Let me say first that if you have never known a chicken, a live one, they are dear creatures, loving mothers, protective mates, able to figure out quite complicated things and full of personality. I knew an attorney once who raised one from a chick her daughter had bought for a dollar at a subway stop. That rooster loved his rescuer. In the evenings, he would stand on the back of a chair so that he could look out the upstairs window to watch for her coming home from work. The moment he caught sight of her coming down the street, he would race down the stairs and be excitedly hopping on the mat as she put the key in the latch. They would watch TV together, the bird clucking loudly whenever the actors raised their voices. Nothing I describe below should ever befall him or any other living being.

Footage from the investigation shows thousands of hens confined to filthy, windowless sheds, dead and dying chicks, and birds with raw, abraded skin and oozing sores. Many birds were missing feathers and their bodies were covered with excrement and parasites.

In Germany, eggs labeled "bio" are supposed to come from birds with access to the outdoors, but in some barns, the birds' access was often impeded, sometimes by live electrical wires. On one farm, the investigators found exposed 15,000-volt electrical wiring that was shooting out sparks.

It's not just in Germany or in the U.K., where humane labeling scams have also been in the news. Here in the U.S., PETA has yet to find a "humane" farm where animals aren't kept in crowded conditions, where they don't have their beloved babies taken away from them, and where they aren't slammed into crates and sent on terrifying journeys by truck to horrifying slaughterhouses.

Ninety-five percent of the eggs produced in America come from factory-farmed birds. Even if free-range farms were hugely more humane, the sheer number of animals raised to satisfy people's desire for eggs, meat, and milk makes it impossible for us to raise them all on small, free-range farms.

So it's not just our farming practices that need to change, but our Conehead eating habits.
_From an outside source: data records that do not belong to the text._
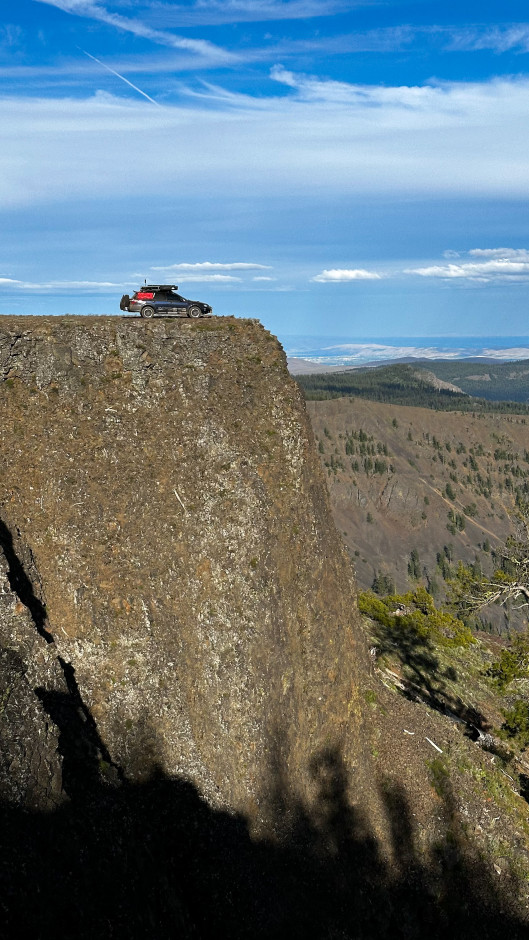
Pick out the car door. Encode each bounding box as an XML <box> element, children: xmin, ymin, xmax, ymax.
<box><xmin>156</xmin><ymin>290</ymin><xmax>172</xmax><ymax>316</ymax></box>
<box><xmin>169</xmin><ymin>290</ymin><xmax>187</xmax><ymax>316</ymax></box>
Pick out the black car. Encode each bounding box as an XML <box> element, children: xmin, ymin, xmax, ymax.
<box><xmin>119</xmin><ymin>284</ymin><xmax>213</xmax><ymax>318</ymax></box>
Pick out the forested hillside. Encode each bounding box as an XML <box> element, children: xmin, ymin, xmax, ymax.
<box><xmin>308</xmin><ymin>398</ymin><xmax>529</xmax><ymax>631</ymax></box>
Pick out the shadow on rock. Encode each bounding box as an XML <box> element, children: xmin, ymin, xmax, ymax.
<box><xmin>0</xmin><ymin>740</ymin><xmax>527</xmax><ymax>940</ymax></box>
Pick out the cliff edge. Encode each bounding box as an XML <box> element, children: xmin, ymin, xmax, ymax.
<box><xmin>0</xmin><ymin>317</ymin><xmax>363</xmax><ymax>820</ymax></box>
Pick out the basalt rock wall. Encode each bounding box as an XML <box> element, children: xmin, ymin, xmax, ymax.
<box><xmin>0</xmin><ymin>317</ymin><xmax>364</xmax><ymax>820</ymax></box>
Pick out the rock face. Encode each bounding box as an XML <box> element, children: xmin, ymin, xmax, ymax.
<box><xmin>0</xmin><ymin>317</ymin><xmax>363</xmax><ymax>820</ymax></box>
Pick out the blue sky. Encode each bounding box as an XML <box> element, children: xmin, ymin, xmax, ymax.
<box><xmin>0</xmin><ymin>0</ymin><xmax>529</xmax><ymax>340</ymax></box>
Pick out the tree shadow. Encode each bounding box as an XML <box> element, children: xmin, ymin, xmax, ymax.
<box><xmin>0</xmin><ymin>693</ymin><xmax>527</xmax><ymax>940</ymax></box>
<box><xmin>373</xmin><ymin>621</ymin><xmax>490</xmax><ymax>739</ymax></box>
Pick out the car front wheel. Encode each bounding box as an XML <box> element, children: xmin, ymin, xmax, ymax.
<box><xmin>187</xmin><ymin>306</ymin><xmax>202</xmax><ymax>319</ymax></box>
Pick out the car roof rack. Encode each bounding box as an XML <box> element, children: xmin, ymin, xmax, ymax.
<box><xmin>138</xmin><ymin>284</ymin><xmax>178</xmax><ymax>291</ymax></box>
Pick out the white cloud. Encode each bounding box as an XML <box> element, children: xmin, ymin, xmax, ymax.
<box><xmin>469</xmin><ymin>248</ymin><xmax>529</xmax><ymax>261</ymax></box>
<box><xmin>404</xmin><ymin>259</ymin><xmax>529</xmax><ymax>281</ymax></box>
<box><xmin>151</xmin><ymin>261</ymin><xmax>270</xmax><ymax>274</ymax></box>
<box><xmin>311</xmin><ymin>268</ymin><xmax>382</xmax><ymax>284</ymax></box>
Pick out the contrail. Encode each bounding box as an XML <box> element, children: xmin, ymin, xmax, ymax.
<box><xmin>77</xmin><ymin>46</ymin><xmax>162</xmax><ymax>108</ymax></box>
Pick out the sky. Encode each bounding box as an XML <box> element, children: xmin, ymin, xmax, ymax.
<box><xmin>0</xmin><ymin>0</ymin><xmax>529</xmax><ymax>341</ymax></box>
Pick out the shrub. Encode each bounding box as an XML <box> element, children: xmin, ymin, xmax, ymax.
<box><xmin>501</xmin><ymin>699</ymin><xmax>529</xmax><ymax>747</ymax></box>
<box><xmin>358</xmin><ymin>587</ymin><xmax>474</xmax><ymax>647</ymax></box>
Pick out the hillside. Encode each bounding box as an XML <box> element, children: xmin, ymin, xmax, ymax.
<box><xmin>307</xmin><ymin>398</ymin><xmax>529</xmax><ymax>629</ymax></box>
<box><xmin>296</xmin><ymin>360</ymin><xmax>529</xmax><ymax>414</ymax></box>
<box><xmin>0</xmin><ymin>317</ymin><xmax>529</xmax><ymax>940</ymax></box>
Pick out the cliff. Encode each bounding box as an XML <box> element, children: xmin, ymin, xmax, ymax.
<box><xmin>0</xmin><ymin>317</ymin><xmax>363</xmax><ymax>823</ymax></box>
<box><xmin>0</xmin><ymin>317</ymin><xmax>529</xmax><ymax>940</ymax></box>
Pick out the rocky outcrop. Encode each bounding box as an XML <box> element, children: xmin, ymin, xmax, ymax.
<box><xmin>0</xmin><ymin>317</ymin><xmax>363</xmax><ymax>821</ymax></box>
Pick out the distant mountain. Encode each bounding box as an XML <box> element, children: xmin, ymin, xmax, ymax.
<box><xmin>296</xmin><ymin>359</ymin><xmax>529</xmax><ymax>412</ymax></box>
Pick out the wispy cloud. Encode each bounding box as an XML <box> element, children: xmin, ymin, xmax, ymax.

It seems ridiculously obvious to point out that animals are sentient beings, but one has to point it out, over and over again, because they are still treated as if we didn't recognize that fact. It's no more acceptable to raise animals for food as long as they're treated "humanely" than it is to keep slaves as long as they're not whipped or beaten. Most of us balk at the idea of eating dogs or cats, even if they were raised lovingly; we should feel the same revulsion about eating other animals.

If you like the taste of meat and milk but don't want to cause any suffering, these tasty mock meats and nondairy milks, cheeses, and frozen desserts can satisfy. If you like to bake with eggs, you can substitute Ener-G egg replacer, bananas, tofu, or many other ingredients. You get the hang of it quickly enough. It's far easier than drinking all the beer out of a six-pack at once, as the Coneheads' neighbors had to try to do.